MHP holds equity in CRISPR Tx and holds equity and serves on the SAB of Allogene Tx. CAV is an employee of IDT. MHP, DPD, WS and ROB have filed patents related to this work.

Figures

**Fig. 1.. Therapeutic gene correction protocol optimization in healthy donor derived HSPCs.**
(A) Schematics of cell manufacturing protocol, *in vitro* readouts and experimental design of *in vivo* NSG mouse studies. (B) Percentage of *in vitro* gene corrected alleles (gcHBB) (left), viability and CD34 content (right) in up to 13 cell donors; black lines indicate mean values. (C) Human chimerism in bone marrow of NSG mice at week-16 post-injection. Control cells were i. electroporated only (Mock), ii. coupled with either RNP (Cas9 only) or iii. AAV6 (AAV6 only). One-way ANOVA Kruskal-Wallis test plus Dunn’s multiple comparisons test; ns, not significant. (D) Percent distribution of human hematopoietic lineages within the human cell population. (E) Percent distribution of gcHBB alleles in the human cell population (bulk) and in the respective hematopoietic lineages. (F) Percent gcHBB alleles distribution in bulk population and in a mouse-by-mouse analysis of human lineages in bone marrow samples, which show either good representation of all lineages (left) or mostly myeloid cells composition (right). (G) Quantification of *HBB* alleles distribution in single CFU colonies. WT: wild type, INDEL: insertion/deletions, HR: homologous recombination. Dot colors indicate *HBB* cellular outcome: white “neutral”, red “deficient”, green “corrective”. Brackets group genotypes per cellular outcomes; black bars indicate mean values. (H) Percent of gcHBB alleles *in vivo* (bone marrow) linked to genotype of single sorted HSPC derived CFU. Pearson r test, p<0.001. Black bars and lines indicate median values if not differently specified.

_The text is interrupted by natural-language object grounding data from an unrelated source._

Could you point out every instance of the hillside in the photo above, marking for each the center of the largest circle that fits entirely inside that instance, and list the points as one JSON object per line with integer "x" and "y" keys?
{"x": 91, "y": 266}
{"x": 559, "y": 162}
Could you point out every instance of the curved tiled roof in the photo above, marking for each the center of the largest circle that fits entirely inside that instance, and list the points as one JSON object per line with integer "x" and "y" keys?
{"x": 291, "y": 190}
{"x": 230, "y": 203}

**Fig. 2.. Effective gene correction, recovery of normal hemoglobin output, and engraftment capability in SCD patient derived HSPCs.**
(A) Percent allele modification in six gcHBB-SCD biological replicates (Exp 1–6). (B) Viability and CD34 content *in vitro*. (C) Percent of *in vitro* differentiated erythroid cells displaying CD71+ CD235a+ markers (see Fig. S9A). (D) Quantification of hemoglobin tetramers (HPLC) on erythroid differentiated population (n=4). (E) Human chimerism in the bone marrow of NSG mice analyzed at week-16 post-injection. Mann-Whitney test; **, p<0.01. Black bars indicate median values. (F) Percent distribution of human hematopoietic lineages in the NSG bone marrow. (G) Percent of gcHBB alleles in the human cell population (bulk) *in vitro* and *in vivo* mouse-by-mouse, along with the respective human hematopoietic lineages collected from NSG bone marrow. Mann-Whitney test; *, p<0.05. Black bars and lines indicate mean (± SD) if not differently specified.

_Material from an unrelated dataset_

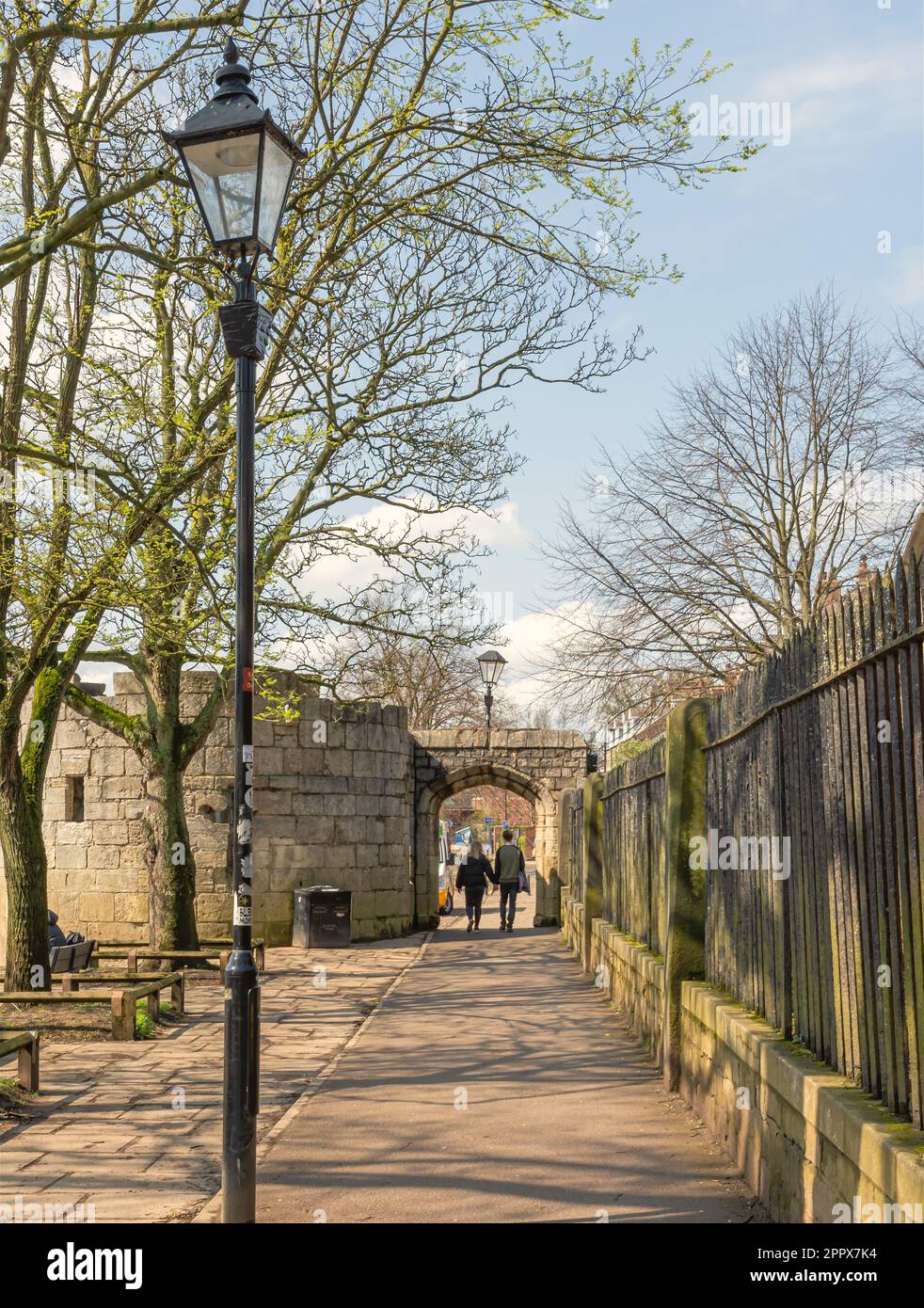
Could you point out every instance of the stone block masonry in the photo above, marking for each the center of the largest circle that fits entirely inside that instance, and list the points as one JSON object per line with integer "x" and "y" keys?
{"x": 332, "y": 804}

**Fig. 3.. Efficient scale-up cell manufacturing in clinically relevant CD34+ cells with lack of tumorigenicity in a long-term toxicology study.**
(A) Percent of allele modification in six medium-scale cell manufacturing runs (Run 1–6). (B) CFU frequency for gcHBB-SCD cell product and untreated cell counterpart. Paired t test. *, p<0.05. (C) Scatter plot linking gene correction of *HBB* alleles in bulk cell population to single genotyped colonies. Pearson r test *, p<0.05. (D) Quantification of *HBB* alleles distribution in single CFU colonies (genotype). WT: wild type, INDEL: insertion/deletions, HR: homologous recombination. Dot colors indicate *HBB* cellular outcome: white “neutral’, red ‘deficient’, green ‘corrective’. Brackets group genotypes per cellular outcomes. (E) Human chimerism in hematopoietic tissues (peripheral blood, bone marrow and spleen) of NSG mice in long-term toxicology study. Untreated HSPCs (in blue) and gcHBB-SCD (in green) groups were segregated by sex. One-way ANOVA Kruskal-Wallis test plus Dunn’s multiple comparisons test; ns, not significant; *, p<0.05; **, p<0.001; ***, p<0.0001. (F) Percent gcHBB alleles in hematopoietic tissues collected at study end from gcHBB-SCD NSG cohort (n=39). (G) Percent human engraftment and (H) percent gcHBB alleles in bone marrow of NSG mice injected with cell manufacturing run 5 at Stanford lab (n=10). Black bars and lines indicate median values.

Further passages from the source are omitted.